Lau and Kawana restructured Ballistic to create a one-stop shop marketing company, providing video, photos, graphics and web design to a core Metro Vancouver base.
They found their niche in smaller businesses that couldn’t afford downtown prices. And, because they offered the full range of digital marketing services, Ballistic also attracted larger firms looking for a complete online package.
Slowly, the pair built Ballistic, starting from Lau’s parents’ basement. Two years later, they had their first employee — Marisa Woo, Lau’s girlfriend and a fellow SFU communications major — to do the invoicing and computer programming; by 2005, Ballistic boasted six employees. “I was making more than any of my friends from Centennial,” Lau said.
Each year, Ballistic grew at least 25% more from the previous year and, in 2009, after a push from the entrepreneurs’ organization program Accelerator, the company had double the work and 10 employees.

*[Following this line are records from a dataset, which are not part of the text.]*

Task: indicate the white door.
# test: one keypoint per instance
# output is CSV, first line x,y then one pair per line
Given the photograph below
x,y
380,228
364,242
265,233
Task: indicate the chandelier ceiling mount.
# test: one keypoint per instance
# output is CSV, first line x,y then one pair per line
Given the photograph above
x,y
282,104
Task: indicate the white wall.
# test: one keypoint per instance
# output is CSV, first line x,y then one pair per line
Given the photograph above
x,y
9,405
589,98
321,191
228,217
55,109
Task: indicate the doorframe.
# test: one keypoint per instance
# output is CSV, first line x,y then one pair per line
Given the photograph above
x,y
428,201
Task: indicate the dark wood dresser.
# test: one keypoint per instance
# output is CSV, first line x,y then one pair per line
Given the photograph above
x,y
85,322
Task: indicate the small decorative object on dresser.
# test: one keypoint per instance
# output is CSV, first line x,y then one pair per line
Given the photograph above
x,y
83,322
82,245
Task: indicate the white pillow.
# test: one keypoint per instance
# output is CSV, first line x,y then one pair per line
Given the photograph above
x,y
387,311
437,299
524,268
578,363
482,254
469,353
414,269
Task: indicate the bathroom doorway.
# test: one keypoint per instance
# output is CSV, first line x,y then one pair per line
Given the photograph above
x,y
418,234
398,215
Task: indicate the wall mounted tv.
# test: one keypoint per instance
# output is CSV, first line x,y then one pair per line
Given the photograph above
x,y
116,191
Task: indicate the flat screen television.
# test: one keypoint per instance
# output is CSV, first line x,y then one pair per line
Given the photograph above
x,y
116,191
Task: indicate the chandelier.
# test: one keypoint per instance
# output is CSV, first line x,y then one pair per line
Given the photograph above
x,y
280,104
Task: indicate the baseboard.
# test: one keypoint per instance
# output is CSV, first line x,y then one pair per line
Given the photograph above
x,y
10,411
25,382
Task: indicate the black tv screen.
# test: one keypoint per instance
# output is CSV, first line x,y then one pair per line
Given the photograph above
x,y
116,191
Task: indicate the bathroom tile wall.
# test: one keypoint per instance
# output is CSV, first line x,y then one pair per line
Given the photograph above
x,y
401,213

Today, the agency grosses under $1 million and has about 120 clients annually — three-quarters of them returns — who prescribe to custom bundles, aptly named Regular Strength, Loco-Motion Non-Drowsy Formula and Add on: Rx, for example.
Past and current clients include Port Coquitlam’s Treehouse Pub, Phoenix Truck and Crane in Coquitlam, PoCo Building Supplies, Pasta Polo, Wesbild, Westwood Plateau Golf and Country Club, BCAA, Vancity, Tourism New Westminster and the Canadian Mental Health Association BC.
As well, it has done gratis work for Share Family and Community Services’ Just Desserts gala fundraiser.
Two years ago, Ballistic moved its headquarters to Burnaby after failing to find adequate office space in Coquitlam.
And, on June 28, Ballistic marked its 10th anniversary. “A great decade,” said Lau, noting Ballistic hopes to expand to Alberta next year.
A former board director for the Tri-Cities’ Chamber of Commerce, Lau said the concept for his “asylum” is simple: Provide remedies to “patients” with marketing ailments and, most importantly, offer top-notch customer service.
The creative principal and CEO takes every opportunity he can to meet with clients face to face to analyze their business’ aches and pains. “I’m the sales guy, the visionary,” he said. “I like to know how their company ticks from the inside out.
“Like, we had a pub that featured a lot of football games. I started to watch football and, you know what? I’m a football fan now and that translates online for them.
“That’s how you stay on top of the game.”